An Auckland man has won a battle against a towing company after his van was illegally towed from a private car park in Auckland's CBD, even though he did not have permission to be parked there.
The Automobile Association is claiming Steven Ooi's win at the Disputes Tribunal as a victory for motorists, and says the ruling could set a precedent because it raises questions about motorists parking in business carparks after hours if they are not causing any harm.
Super City Towing was found to have breached regulations by not completing a tow authority - a form towing companies are required to complete and have signed by a police officer, traffic warden or landlord before removing the vehicle.
The tribunal also ruled in Mr Ooi's favour because he had "caused no actual harm" by parking at the Wellesley St car park without permission as the building was empty and it was outside usual business hours.
The company was ordered to pay Mr Ooi $526.
Mr Ooi told the Herald he felt tow firms were making too much money off unsuspecting drivers.
"When I went there [to the collection yard], there were 40-odd vehicles there. Imagine at $250 a pop - that's quite a bit of money. I imagine some of them deserve it but those who don't can fight back."
Super City Towing general manager Craig Burrows, whose firm trades several names including Vehicle Recovery Group, First Recovery and Amalgamated Carpark Services, said it would pay Mr Ooi the required amount.

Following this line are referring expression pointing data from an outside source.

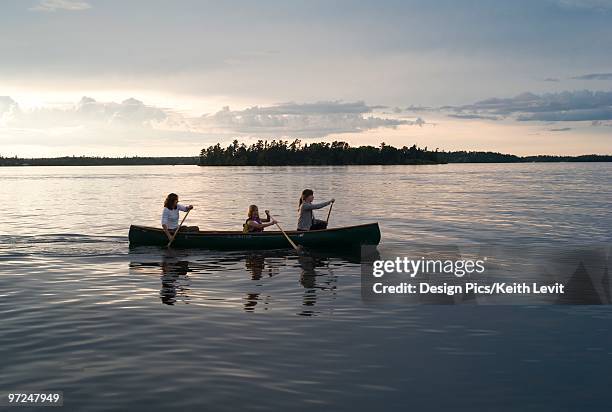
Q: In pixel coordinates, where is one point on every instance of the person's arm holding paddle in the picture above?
(260, 226)
(306, 220)
(170, 215)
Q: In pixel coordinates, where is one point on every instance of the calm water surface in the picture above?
(148, 329)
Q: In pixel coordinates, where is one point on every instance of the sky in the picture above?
(167, 78)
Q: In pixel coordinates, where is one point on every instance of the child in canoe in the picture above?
(254, 223)
(306, 219)
(170, 215)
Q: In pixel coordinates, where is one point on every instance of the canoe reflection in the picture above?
(273, 278)
(175, 281)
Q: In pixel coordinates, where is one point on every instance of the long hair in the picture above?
(251, 211)
(305, 194)
(170, 199)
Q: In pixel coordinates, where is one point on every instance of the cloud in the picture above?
(55, 5)
(582, 105)
(309, 119)
(132, 123)
(594, 76)
(598, 5)
(473, 116)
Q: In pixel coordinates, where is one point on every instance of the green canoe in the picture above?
(336, 238)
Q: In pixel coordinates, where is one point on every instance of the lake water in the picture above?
(149, 329)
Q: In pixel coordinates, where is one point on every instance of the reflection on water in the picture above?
(178, 269)
(198, 330)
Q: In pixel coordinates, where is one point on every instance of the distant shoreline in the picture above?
(194, 161)
(283, 153)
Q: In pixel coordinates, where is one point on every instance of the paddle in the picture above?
(329, 213)
(178, 228)
(297, 249)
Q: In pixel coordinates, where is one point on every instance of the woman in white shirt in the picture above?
(170, 215)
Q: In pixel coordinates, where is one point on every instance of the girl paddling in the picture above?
(254, 223)
(306, 219)
(170, 215)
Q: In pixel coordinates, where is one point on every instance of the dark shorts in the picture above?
(317, 225)
(186, 229)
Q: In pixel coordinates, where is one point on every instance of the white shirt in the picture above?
(170, 217)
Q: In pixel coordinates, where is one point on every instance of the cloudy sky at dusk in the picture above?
(105, 77)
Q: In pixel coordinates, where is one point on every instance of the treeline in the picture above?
(97, 161)
(281, 152)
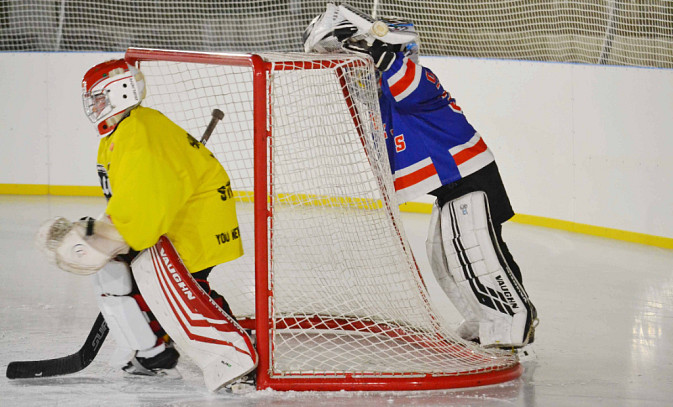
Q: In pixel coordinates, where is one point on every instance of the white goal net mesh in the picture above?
(345, 294)
(616, 32)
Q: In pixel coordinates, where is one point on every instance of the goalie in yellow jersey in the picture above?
(161, 185)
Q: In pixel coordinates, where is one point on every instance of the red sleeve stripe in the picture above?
(415, 177)
(468, 150)
(405, 81)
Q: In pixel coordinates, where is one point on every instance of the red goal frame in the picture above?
(263, 295)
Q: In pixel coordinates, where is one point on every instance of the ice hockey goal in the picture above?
(328, 281)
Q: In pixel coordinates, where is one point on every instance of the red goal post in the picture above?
(328, 282)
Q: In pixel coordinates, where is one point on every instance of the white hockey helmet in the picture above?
(109, 90)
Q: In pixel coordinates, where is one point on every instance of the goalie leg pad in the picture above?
(478, 267)
(202, 330)
(127, 322)
(434, 245)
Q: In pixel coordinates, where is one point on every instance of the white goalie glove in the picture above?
(82, 247)
(344, 28)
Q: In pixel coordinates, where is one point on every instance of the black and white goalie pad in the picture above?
(470, 268)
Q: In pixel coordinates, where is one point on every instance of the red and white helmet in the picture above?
(109, 91)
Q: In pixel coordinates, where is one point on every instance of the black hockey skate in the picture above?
(165, 360)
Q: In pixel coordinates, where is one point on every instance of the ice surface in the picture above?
(606, 310)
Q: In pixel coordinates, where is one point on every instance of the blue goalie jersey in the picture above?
(429, 141)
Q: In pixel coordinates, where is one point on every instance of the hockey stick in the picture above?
(217, 115)
(66, 364)
(82, 358)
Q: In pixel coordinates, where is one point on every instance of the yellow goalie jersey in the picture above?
(160, 180)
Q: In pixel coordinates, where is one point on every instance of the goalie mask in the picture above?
(321, 35)
(109, 91)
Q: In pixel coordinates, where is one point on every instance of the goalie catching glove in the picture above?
(81, 247)
(343, 28)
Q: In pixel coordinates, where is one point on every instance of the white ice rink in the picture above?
(605, 336)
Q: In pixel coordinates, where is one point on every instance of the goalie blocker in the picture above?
(467, 261)
(201, 329)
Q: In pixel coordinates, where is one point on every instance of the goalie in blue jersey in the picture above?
(434, 150)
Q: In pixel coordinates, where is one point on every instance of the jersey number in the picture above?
(104, 182)
(400, 145)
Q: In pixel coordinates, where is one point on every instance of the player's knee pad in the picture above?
(113, 279)
(479, 269)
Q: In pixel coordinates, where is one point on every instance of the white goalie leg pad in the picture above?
(81, 247)
(479, 269)
(200, 329)
(127, 322)
(467, 307)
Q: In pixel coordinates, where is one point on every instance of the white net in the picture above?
(344, 295)
(616, 32)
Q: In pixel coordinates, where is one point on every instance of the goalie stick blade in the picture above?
(66, 364)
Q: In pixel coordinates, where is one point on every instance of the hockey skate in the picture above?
(244, 384)
(154, 365)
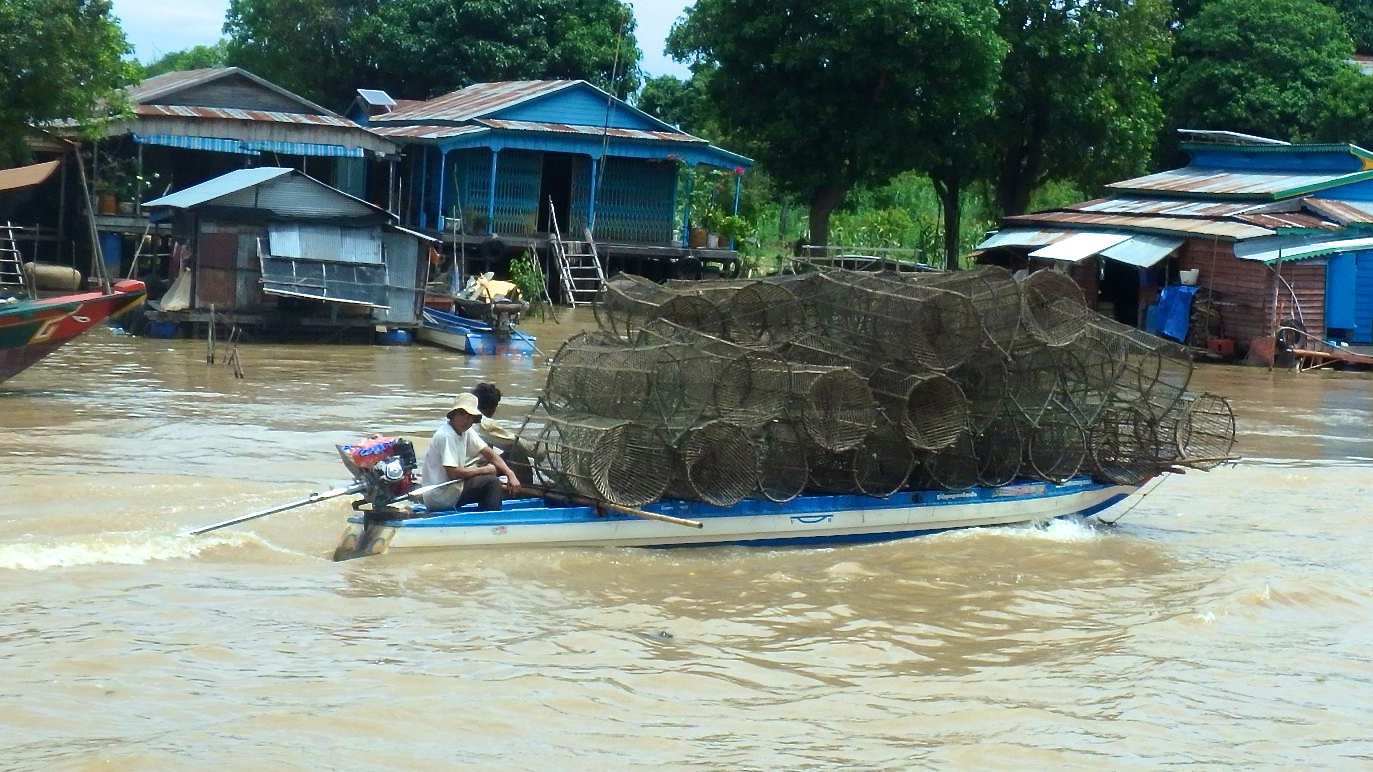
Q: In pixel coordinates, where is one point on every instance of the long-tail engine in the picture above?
(385, 466)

Last night, Mr Ooi had not received the repayment, due by March 15, but had received an email from Super City Towing on Monday saying it was considering appealing against the decision.
AA principal regulatory adviser Mark Stockdale commended Mr Ooi for standing up for his rights.

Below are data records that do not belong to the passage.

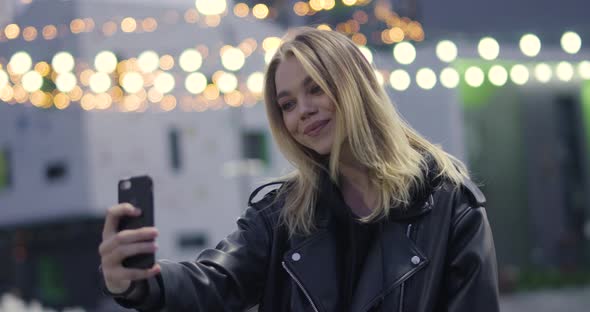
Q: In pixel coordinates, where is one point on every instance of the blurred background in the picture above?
(95, 91)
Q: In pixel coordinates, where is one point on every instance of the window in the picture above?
(56, 171)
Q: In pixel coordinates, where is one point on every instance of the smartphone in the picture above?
(138, 191)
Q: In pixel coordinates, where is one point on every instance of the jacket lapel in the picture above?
(388, 264)
(390, 260)
(312, 262)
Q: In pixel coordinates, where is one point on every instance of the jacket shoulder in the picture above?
(474, 195)
(269, 199)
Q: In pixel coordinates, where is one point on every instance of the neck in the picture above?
(354, 180)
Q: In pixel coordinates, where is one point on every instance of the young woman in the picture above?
(374, 217)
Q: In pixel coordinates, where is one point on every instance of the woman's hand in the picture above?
(116, 246)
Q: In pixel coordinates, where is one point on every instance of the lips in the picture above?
(315, 127)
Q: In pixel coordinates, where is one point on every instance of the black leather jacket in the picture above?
(437, 255)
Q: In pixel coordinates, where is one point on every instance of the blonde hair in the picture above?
(394, 154)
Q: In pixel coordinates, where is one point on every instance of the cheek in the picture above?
(290, 124)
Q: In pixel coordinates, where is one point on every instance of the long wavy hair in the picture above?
(394, 154)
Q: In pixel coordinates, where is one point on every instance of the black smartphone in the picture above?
(138, 191)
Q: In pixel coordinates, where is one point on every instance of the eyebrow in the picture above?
(305, 82)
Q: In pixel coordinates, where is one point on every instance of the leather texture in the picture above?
(437, 254)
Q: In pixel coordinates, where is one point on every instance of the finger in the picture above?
(127, 237)
(123, 273)
(113, 216)
(121, 252)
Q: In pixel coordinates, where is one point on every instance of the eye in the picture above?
(287, 106)
(316, 90)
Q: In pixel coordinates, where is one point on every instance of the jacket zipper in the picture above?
(401, 300)
(300, 286)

"The more people that do this, the more it will force tow companies and clamping companies and private parking operators to follow the rules and to have good systems in place to minimise unauthorised parking."
Mr Stockdale said the ruling had set a precedent over unauthorised parking in carparks after hours.
"That is a precedent in our view and I think that is something really worth exploring with landlords, businesses and the tow companies to understand if there's no harm.
"Does there need to be enforcement or is it just about revenue gathering on the part of the tow companies and wheel clamping companies?"
Auckland Towing Company director Antony Ashford said towing companies took the regulations seriously and faced hefty fines for non-compliance.
His company had office staff check all tow authorities had been completed.
Mr Ashford did not accept that vehicles shouldn't be towed if they were in an unused business carpark as such removals acted as a deterrent to vandals.